Killing the rsync job would work of course, but I thought it
would be better to have the halting ability built-in, so that
it could stop at a "safe" time, between files, say, instead
of being abruptly terminated by an outside process. (But I
suppose rsync is robust enough that it probably doesn't matter?)
John.
-----Original Message-----
From: Sean Berry [mailto:[EMAIL PROTECTED]]
Sent: Tuesday, April 03, 2001 00:44
To: Allen, John L.
Cc: '[EMAIL PROTECTED]'
Subject: Re: Need for an --operating-window feature ???
Why not just put a job at that given time to kill your rsync process?
On Mon, 2 Apr 2001, Allen, John L. wrote:
> Date: Mon, 2 Apr 2001 16:19:30 -0400
> From: "Allen, John L." <[EMAIL PROTECTED]>
> To: "'[EMAIL PROTECTED]'" <[EMAIL PROTECTED]>
> Subject: Need for an --operating-window feature ???
>
> I'm new to rsync, so be gentle... I have need to use rsync, but want
> to have it operate only off-hours when the network is lightly loaded.
> I did not see any option for making rsync obey an "operating time
> window" so that it would basically cease copying data if the time-of-day
> falls outside a specified window. I thus thought it might be a good idea
> to have a --operating-window option where you could specify an
> allowed time of operation by indicating two endpoints, perhaps like this
>
> --operating-window 22:00-05:00
>
> where the times are given in HH:MM 24-hour military time.
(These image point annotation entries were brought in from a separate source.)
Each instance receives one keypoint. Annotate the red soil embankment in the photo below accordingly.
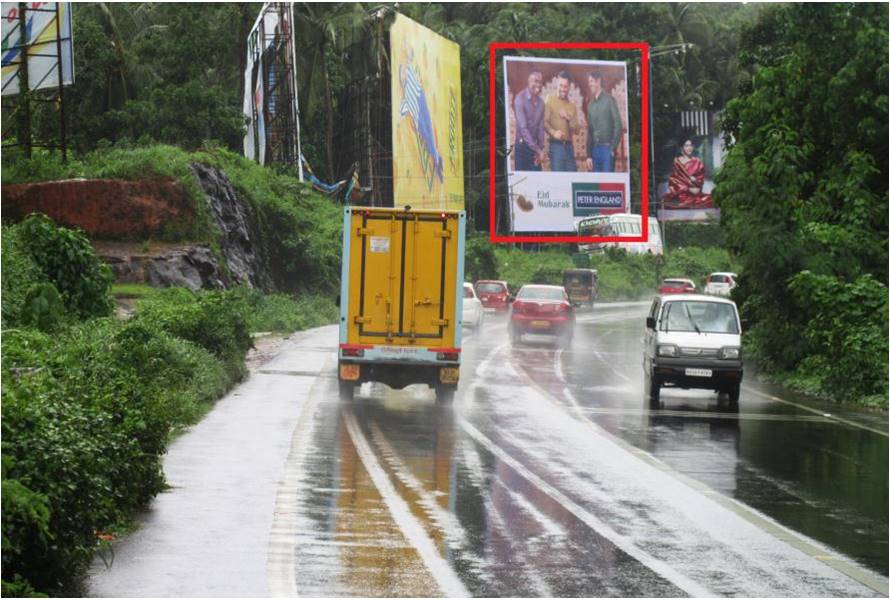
(107, 208)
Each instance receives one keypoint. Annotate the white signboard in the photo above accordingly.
(567, 141)
(40, 41)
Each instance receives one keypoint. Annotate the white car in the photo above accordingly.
(473, 312)
(720, 284)
(693, 341)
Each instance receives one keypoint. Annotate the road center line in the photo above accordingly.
(441, 571)
(654, 564)
(763, 522)
(748, 388)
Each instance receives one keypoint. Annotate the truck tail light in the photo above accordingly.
(451, 354)
(356, 350)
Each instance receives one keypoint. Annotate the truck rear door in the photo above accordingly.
(403, 275)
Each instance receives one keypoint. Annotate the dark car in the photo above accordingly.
(581, 285)
(542, 309)
(493, 294)
(675, 285)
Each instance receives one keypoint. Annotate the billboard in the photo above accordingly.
(567, 141)
(46, 24)
(427, 132)
(685, 165)
(271, 107)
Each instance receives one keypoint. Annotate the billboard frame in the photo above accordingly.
(643, 47)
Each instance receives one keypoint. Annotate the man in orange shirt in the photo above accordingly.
(560, 123)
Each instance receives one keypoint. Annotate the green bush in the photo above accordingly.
(69, 262)
(480, 260)
(215, 320)
(20, 274)
(43, 307)
(282, 313)
(86, 417)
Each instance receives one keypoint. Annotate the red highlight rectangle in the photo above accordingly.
(643, 47)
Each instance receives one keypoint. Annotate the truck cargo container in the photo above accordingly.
(401, 298)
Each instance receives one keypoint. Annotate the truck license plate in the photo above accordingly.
(699, 372)
(449, 374)
(349, 372)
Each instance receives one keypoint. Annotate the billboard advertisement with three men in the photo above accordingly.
(567, 141)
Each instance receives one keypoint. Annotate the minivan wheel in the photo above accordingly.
(654, 388)
(733, 392)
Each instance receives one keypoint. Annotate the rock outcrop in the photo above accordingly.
(242, 254)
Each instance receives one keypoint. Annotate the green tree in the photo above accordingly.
(804, 190)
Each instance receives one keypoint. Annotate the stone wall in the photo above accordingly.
(104, 208)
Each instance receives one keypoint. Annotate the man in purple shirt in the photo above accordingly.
(529, 109)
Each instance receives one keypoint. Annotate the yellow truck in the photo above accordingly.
(401, 298)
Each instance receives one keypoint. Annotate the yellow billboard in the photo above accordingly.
(427, 133)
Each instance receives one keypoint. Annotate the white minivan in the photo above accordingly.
(693, 341)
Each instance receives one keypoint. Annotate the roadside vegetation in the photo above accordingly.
(89, 401)
(804, 197)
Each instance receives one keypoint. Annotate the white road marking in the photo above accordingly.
(658, 566)
(448, 581)
(761, 521)
(751, 390)
(446, 520)
(281, 558)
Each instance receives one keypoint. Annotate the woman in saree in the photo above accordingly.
(686, 180)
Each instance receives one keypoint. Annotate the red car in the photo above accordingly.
(493, 294)
(676, 286)
(542, 309)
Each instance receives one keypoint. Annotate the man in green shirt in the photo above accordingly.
(603, 126)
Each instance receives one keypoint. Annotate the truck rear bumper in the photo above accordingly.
(398, 374)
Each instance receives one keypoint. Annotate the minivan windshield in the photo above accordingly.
(541, 293)
(490, 288)
(699, 316)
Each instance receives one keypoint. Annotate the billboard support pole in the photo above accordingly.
(61, 86)
(24, 91)
(293, 47)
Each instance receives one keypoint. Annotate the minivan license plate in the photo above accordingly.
(699, 372)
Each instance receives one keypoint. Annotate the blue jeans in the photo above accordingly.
(602, 158)
(562, 156)
(525, 158)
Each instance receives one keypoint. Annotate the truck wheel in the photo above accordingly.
(346, 389)
(733, 392)
(445, 394)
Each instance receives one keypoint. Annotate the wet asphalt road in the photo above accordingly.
(549, 476)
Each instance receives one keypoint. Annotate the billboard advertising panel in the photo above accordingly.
(685, 165)
(567, 141)
(427, 133)
(42, 34)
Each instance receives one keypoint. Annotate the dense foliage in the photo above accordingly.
(89, 407)
(804, 195)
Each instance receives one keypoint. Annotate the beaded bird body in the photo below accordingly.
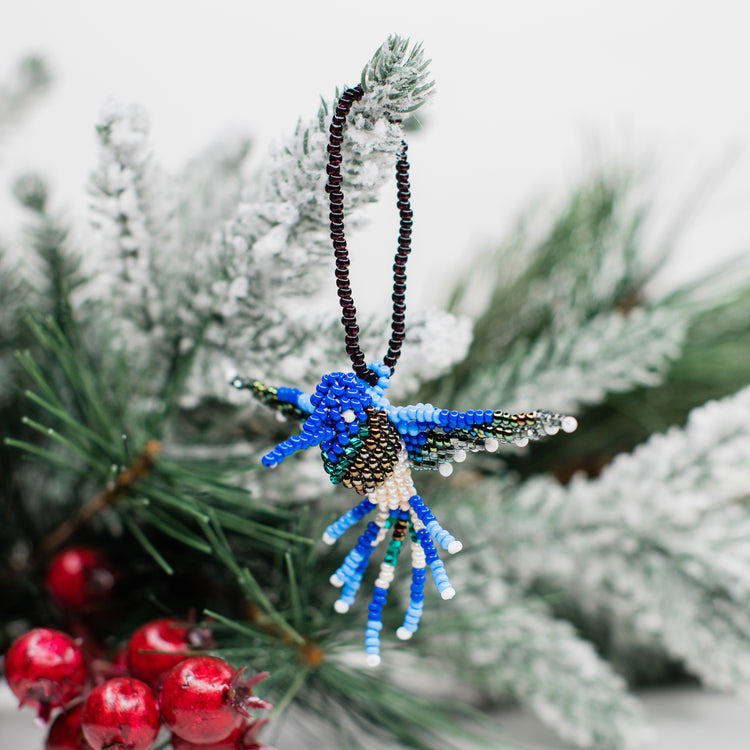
(371, 446)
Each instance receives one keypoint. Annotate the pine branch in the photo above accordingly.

> You could obviously extend this to allow for multiple disjoint windows,
> but I don't think there's much point.
>
> Should be easy to code. Any comments?
>
> John.
> --
> John L. Allen, Dept 0631, EMS
> 516-346-8456, MS C72-001
> Logicon
> A Northrop Grumman Company
> --
>
>
>
--
Sean Berry works with many flavors of UNIX, but especially Solaris/SPARC and
NetBSD. His hobbies include graphics and raytracing. He drinks coke
mostly.
His opinions are not necessarily those of his employers.